También deseché pancarta
pues quien comparte
sólo se arropa,
en lona y lema,
en masa y corriente
de arroyo canalizado.
Fundí las armas a un tiempo,
ya que la sangre no abona,
sino infecta los bancales
y todo fruto envenena.
Mas tengo alevines
de ideas en criadero,
que remontan cascadas
para ilustrar los mares,
playas y riberas
donde la gente habita.

Qué mierda es ésta.

Qué mierda es ésta,
te preguntas a cada rato
cuando por ti cagan,
así,
en cotidiano,
domésticamente abonado
a las pequeñas mierdas
que te van dosificando,
para apestar tenue,
pestilencia leve
de andar por casa.
Qué mierda es ésta,
la que asumes en riada,
general diarrea
en lo oído,
palabras ventoseadas,
escritos en cagalera,
y ves que es cloaca
tu irremediable hábitat.

GÉNESIS PAGANO.

Fue en el principio,
si hubo,
que todo empezó
o todo era,
o casi todo,
o algo era algo
y luego fue todo
estallando,
o abriéndose
expandido,
mezclándose,
forjando esferas,
y elipses
y luz veloz
y materia,
y antimateria,
y en eso llegó la vida
de tanta mixtura resultante,
nosotros en ella,
números primos
de un cálculo autogestionado.

SIN TU SABERME.

Ausencias a granel,  ahora silencios.  Bien remuneras mi quererte.  Quererte,  porque quererte debo,  no porque quiera,  que mejor sería la amnesia,  no tenerte inscrita en mis registros  de carne y momentos  viendo como inflaccionas,  expandida y oculta,  en tu mentira de caparazón.  Recuerda que no puedes  borrarme del cromosoma,  que parte soy de la hélice  que te define,  bien o mal,  todo materia.  Y el daño llevo,  adjunto al documento  que nos relaciona,  y así lo duelo,  a ratos de punzada,  sabiéndote  sin tú saberme.

Fervor.

La plaza hierve
bajo la helada pactada,
pues la gente no ceja
en empeñar mudanza.
Atrás dejaron
estandarte de derrota
y revancha del abuelo
bajo cuneta.
Pero no es país para justos
y la verdad se modela
mientras Caín persiste.
Más hábito que razón,
ilustración navajera
a frase hecha.
Barrocas huestes
donde el Renacimiento
fue arrodillado
bajo púlpito.

Temporal.

Polar y gélido,
me precipito en copo
hacia tus cotas más bajas.
Nublo en borrasca
tus cumbres de bronce
y hacia tu boca trueno,
racheado en ventisca alada,
para romper las aguas
en cristal de escarcha
que en tu sima inoculo.
Temporal soy,
climático y perecedero.

BIEN PODÉIS.

Bien podéis llamar al bando  de estorninos disgustados  y contar picos  en el aire saturado,  para mostrar al mundo  la densidad sonora de los justos.

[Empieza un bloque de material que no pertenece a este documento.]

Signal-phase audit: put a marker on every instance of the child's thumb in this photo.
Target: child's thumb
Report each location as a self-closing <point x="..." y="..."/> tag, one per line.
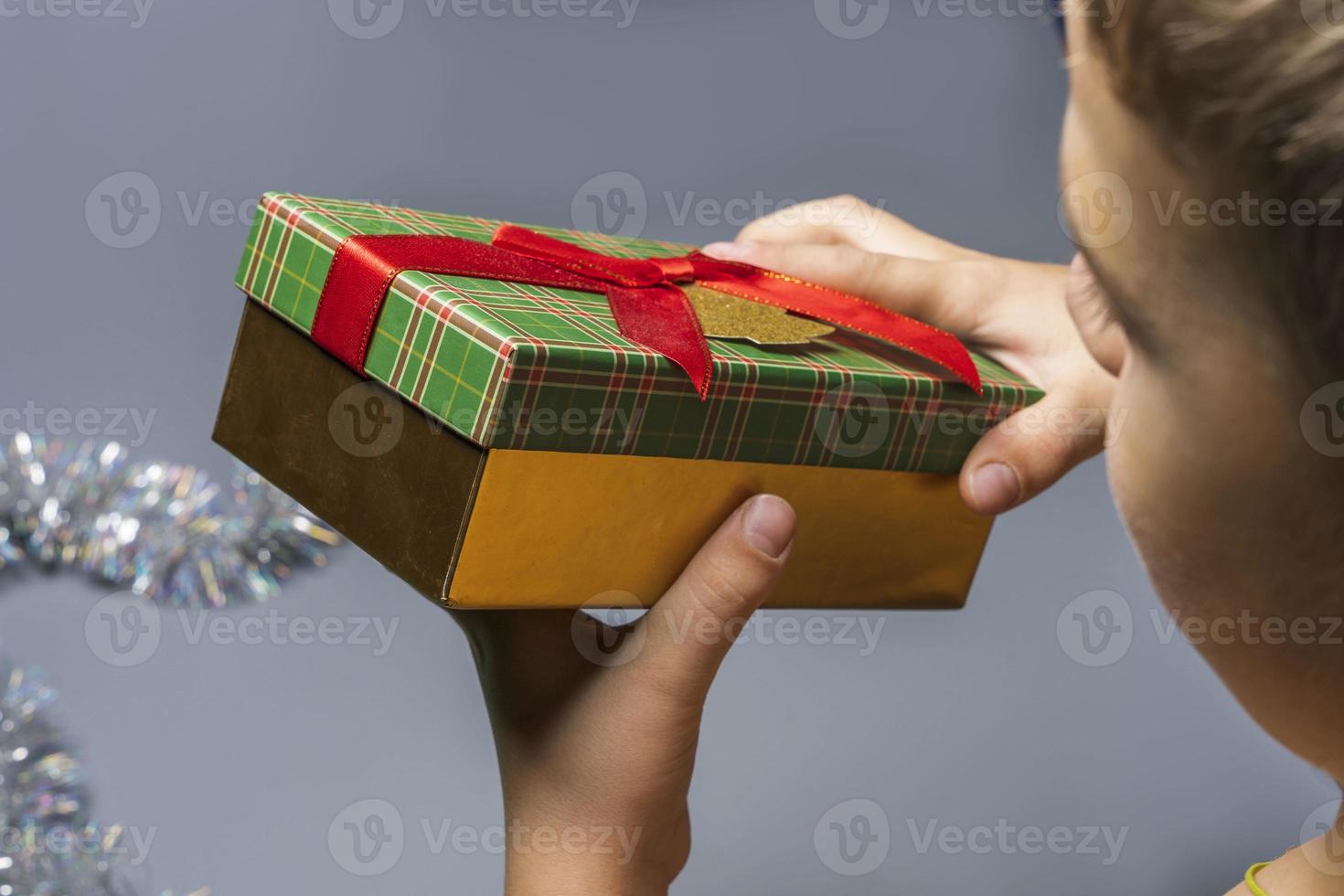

Bien podéis trinar colores,  sacos de alpiste  y nido asegurado,  cerrar las filas,  clamar al Cielo  de la justicia redentora  y ser la daga de Bruto  en el hediondo Senado.  Bien podéis barrer el templo  de mercaderes y usura,  tener escolta de olivo y palma,  aclamados por los que esperan.  Bien podéis decir verdad,  la del arriero incluso,  pero es de ciprés  la sombra de Judas ahorcado.  Bien podríais,  quizá podáis,  quizá creáis en las bienaventuranzas  que soberbios proclamáis,  pero panes y peces  no son múltiplos fáciles  en tierra de gentiles.  Bien podíais poder  mas yo no puedo  comprar el libro que os narra  en versículos tan rimados.